Stan’s Obligatory Blog

6/29/2005

Meme du jour…

Filed under: — stan @ 9:48 am

Bruce tagged me with this one.

The ChildHood Meme: What 5 Things Do You Miss About Your Childhood?

This meme requires you to do the following things:

Remove the blog at #1 from the following list and bump every one up one place. Add your blog’s name in the #5 spot. Link to each of the other blogs for the desired cross pollination effect.

1. Cincysundevil
2. Lindsay
3. News to Hughes
4. Fluxion
5. Our Obligatory Blog

When your blog reaches the top of the list, you will receive 3,125 different childhoods to choose from. Note, do not break the chain. Myron Bichelmeyer of Culver City, California broke the chain and had to relive his own pathetic childhood.

Next: select new friends to add to the pollen count. This is the part I hate, but I’ll try to pick all the curmudgeons I know:

  1. Chuck
  2. Ray
  3. Len
  4. Karl Elvis
  5. Grace

Now list the five things you miss about childhood most. Ordinarily, I say that I’m glad to not be a child any more, but upon reflection, there are a few things I look back on fondly. Here they are:

  1. Summer vacation – No school. I could just hang around and do whatever I wanted. I did a lot of exploring.
  2. Climbing trees – I climbed almost every tree in every yard of every house I lived in.
  3. The Hall of Dinosaurs – The American Museum of Natural History in New York had the best dinosaur exhibit, and I went there a lot as a child.
  4. Sledding on the big hill by my house after an ice storm – Now that I’m grown, I hate cold, snow, and ice, but then it was fun. The sleds got going something like 35 miles per hour on the hill. Being young, this was exciting and not scary.
  5. Rockets to the moon were real – I grew up watching the Gemini and Apollo missions on TV. I thought that space exploration was just Something We Did. It was only later that I realized that it was all just a big dick contest with the Russians.

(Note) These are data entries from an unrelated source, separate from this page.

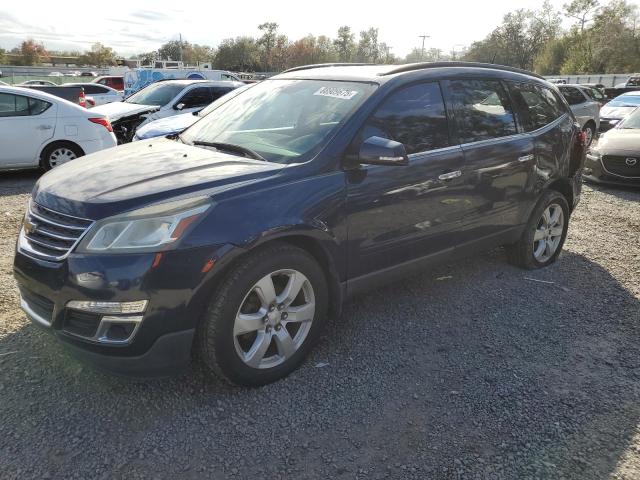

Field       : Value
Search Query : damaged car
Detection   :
[92,80,242,144]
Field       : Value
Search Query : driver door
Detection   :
[347,82,468,289]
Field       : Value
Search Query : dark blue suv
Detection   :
[14,63,585,385]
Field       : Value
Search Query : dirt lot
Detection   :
[0,174,640,480]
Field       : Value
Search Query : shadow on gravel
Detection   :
[0,250,640,479]
[0,170,42,198]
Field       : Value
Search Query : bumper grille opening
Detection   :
[602,155,640,177]
[19,201,93,261]
[20,287,54,321]
[62,309,101,338]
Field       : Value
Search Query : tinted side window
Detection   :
[0,93,29,117]
[361,82,449,154]
[178,87,213,108]
[82,84,109,95]
[509,83,564,132]
[450,80,517,143]
[29,97,51,115]
[560,87,586,105]
[211,87,233,100]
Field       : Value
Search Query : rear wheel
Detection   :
[582,123,596,147]
[506,190,569,269]
[41,142,84,170]
[198,244,328,386]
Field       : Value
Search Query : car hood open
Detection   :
[136,113,200,139]
[91,102,160,122]
[33,138,283,220]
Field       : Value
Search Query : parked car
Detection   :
[584,108,640,187]
[0,87,116,170]
[133,82,250,141]
[93,80,244,143]
[600,90,640,132]
[14,62,585,385]
[17,80,58,87]
[63,82,123,106]
[91,75,124,92]
[558,84,600,146]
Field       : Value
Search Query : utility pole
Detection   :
[418,35,431,61]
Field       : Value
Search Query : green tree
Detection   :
[333,25,355,62]
[20,38,49,65]
[78,43,116,67]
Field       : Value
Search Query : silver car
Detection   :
[558,85,600,146]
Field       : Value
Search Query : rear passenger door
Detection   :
[347,82,467,278]
[446,79,535,244]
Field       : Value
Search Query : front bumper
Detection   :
[582,156,640,187]
[14,247,225,376]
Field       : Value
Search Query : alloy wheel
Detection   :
[49,147,78,168]
[533,203,564,263]
[233,270,315,369]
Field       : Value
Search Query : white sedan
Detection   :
[0,86,116,170]
[62,82,124,106]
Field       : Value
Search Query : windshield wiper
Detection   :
[192,140,267,162]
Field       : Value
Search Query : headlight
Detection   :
[587,150,601,162]
[77,197,212,253]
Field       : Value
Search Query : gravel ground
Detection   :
[0,174,640,480]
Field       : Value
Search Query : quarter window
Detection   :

3 Responses to “Meme du jour…”

  1. Bruce Says:

    I like your Hall of Dinosaurs choice. I grew up on the other side of the continent, but we had a 1938 Compton’s Encyclopedia whose 13 or so volumes I read through regularly and which used the AMNH for a lot of its references. A couple years ago, I took the family to NYC, and I was totally excited to be showing my kids the ancient-sea-life dioramas (made of resin and very dusty by then) — “Look! There’s the Ordovician!” — and the HOD which I knew so well from my dad’s Compton’s.

  2. Karl Elvis Says:

    Dude, I just can’t do it, even for you. Too fucking chain-letter…

  3. Faith Says:

    I think it’s amazing and wonderful that, although we must have led very different childhood lives, some of our fondest childhood memories are exactly the same!!